Antibody tests: These tests are used specifically after an illness or are used to determine whether the immune system has produced antibodies. In this way it can be determined long after the illness whether someone was sick with Covid-19. Whether, and if, for how long someone is immune to re-infection with the pathogen after an illness is not yet 100% certain.

Medicines / Vaccinations

The pharmaceutical companies are currently working flat out to develop an effective drug for the treatment of Covid-19 and a vaccine against the pathogen SARS-CoV-2.

Different experiments give hope, but it is not yet possible to say when the first drugs or vaccines will be approved and come onto the market. As soon as there is new knowledge in this regard, this will be announced here.


In the wake of the pandemic, governments around the world have taken various measures. The palette ranged from no restrictions to a complete lockdown of the whole country.

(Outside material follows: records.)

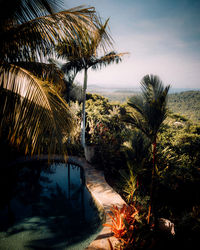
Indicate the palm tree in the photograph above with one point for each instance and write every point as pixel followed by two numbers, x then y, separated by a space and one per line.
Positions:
pixel 89 58
pixel 32 114
pixel 149 112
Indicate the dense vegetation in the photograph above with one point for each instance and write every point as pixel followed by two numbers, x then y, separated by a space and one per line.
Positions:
pixel 154 143
pixel 187 104
pixel 124 153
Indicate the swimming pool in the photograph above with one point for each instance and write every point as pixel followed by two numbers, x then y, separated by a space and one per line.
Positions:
pixel 46 207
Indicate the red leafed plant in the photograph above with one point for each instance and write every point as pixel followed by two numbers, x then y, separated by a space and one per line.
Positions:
pixel 124 223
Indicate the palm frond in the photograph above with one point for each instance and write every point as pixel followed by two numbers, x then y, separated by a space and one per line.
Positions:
pixel 36 38
pixel 33 116
pixel 20 11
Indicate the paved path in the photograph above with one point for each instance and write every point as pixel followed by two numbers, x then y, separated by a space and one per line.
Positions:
pixel 105 197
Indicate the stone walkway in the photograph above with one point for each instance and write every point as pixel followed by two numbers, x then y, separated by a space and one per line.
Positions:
pixel 105 197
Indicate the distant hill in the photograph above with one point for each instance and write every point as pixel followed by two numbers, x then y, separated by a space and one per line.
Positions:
pixel 186 103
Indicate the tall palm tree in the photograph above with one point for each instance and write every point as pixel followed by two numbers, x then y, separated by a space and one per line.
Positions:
pixel 30 107
pixel 149 112
pixel 93 55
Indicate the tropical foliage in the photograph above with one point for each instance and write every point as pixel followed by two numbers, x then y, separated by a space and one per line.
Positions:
pixel 149 112
pixel 93 55
pixel 33 116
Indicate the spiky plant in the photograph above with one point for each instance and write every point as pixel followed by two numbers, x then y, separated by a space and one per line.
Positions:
pixel 93 55
pixel 148 113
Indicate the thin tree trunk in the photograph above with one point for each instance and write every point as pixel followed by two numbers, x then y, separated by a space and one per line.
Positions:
pixel 151 205
pixel 83 110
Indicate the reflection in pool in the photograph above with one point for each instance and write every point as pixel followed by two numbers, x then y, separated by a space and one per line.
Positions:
pixel 46 207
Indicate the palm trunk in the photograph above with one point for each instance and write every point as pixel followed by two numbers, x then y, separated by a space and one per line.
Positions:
pixel 151 205
pixel 83 110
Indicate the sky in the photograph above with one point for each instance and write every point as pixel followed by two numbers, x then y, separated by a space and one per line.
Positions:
pixel 162 37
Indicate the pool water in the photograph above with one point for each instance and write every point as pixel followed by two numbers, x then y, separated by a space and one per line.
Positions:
pixel 46 207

It is difficult to determine which measures worked and how, because there were often a whole series of actions and the changes in the number of cases can therefore not be limited to a single step. There are also striking differences both in the health care system and in the demographics of the countries and regions.

Here is a list of different measures:
  • Lockdown
  • Social Distancing
  • Travel restrictions or warnings
  • Border closings
  • Nose mouth masks
  • Recommendation for frequent hand washing
  • Recommendation for frequent disinfection of hands and surfaces
  • Visitation restrictions or bans in retirement and nursing homes, hospitals, etc.
  • school closings
  • Short-time work
  • Home Office
  • Tracing apps
  • and more...

Controverial topic: protective masks

Basically, the masks can be differentiated into masks that protect yourself and those that protect others.

Masks that protect you yourself must be subject to a certain minimum standard. At least masks of class FFP2, or even better FFP3, reduce the risk of infection of the wearer. However, these masks do not protect the environment, only you.

This standard is not required for the masks that governments sometimes prescribe to wear. These simple nose-and-mouth covers are only intended to intercept the droplets that are secreted by sneezing, coughing or speaking. These get stuck in the tissue of the masks, only aerosols with reduced viral load get through, which significantly minimizes the risk of infection for others.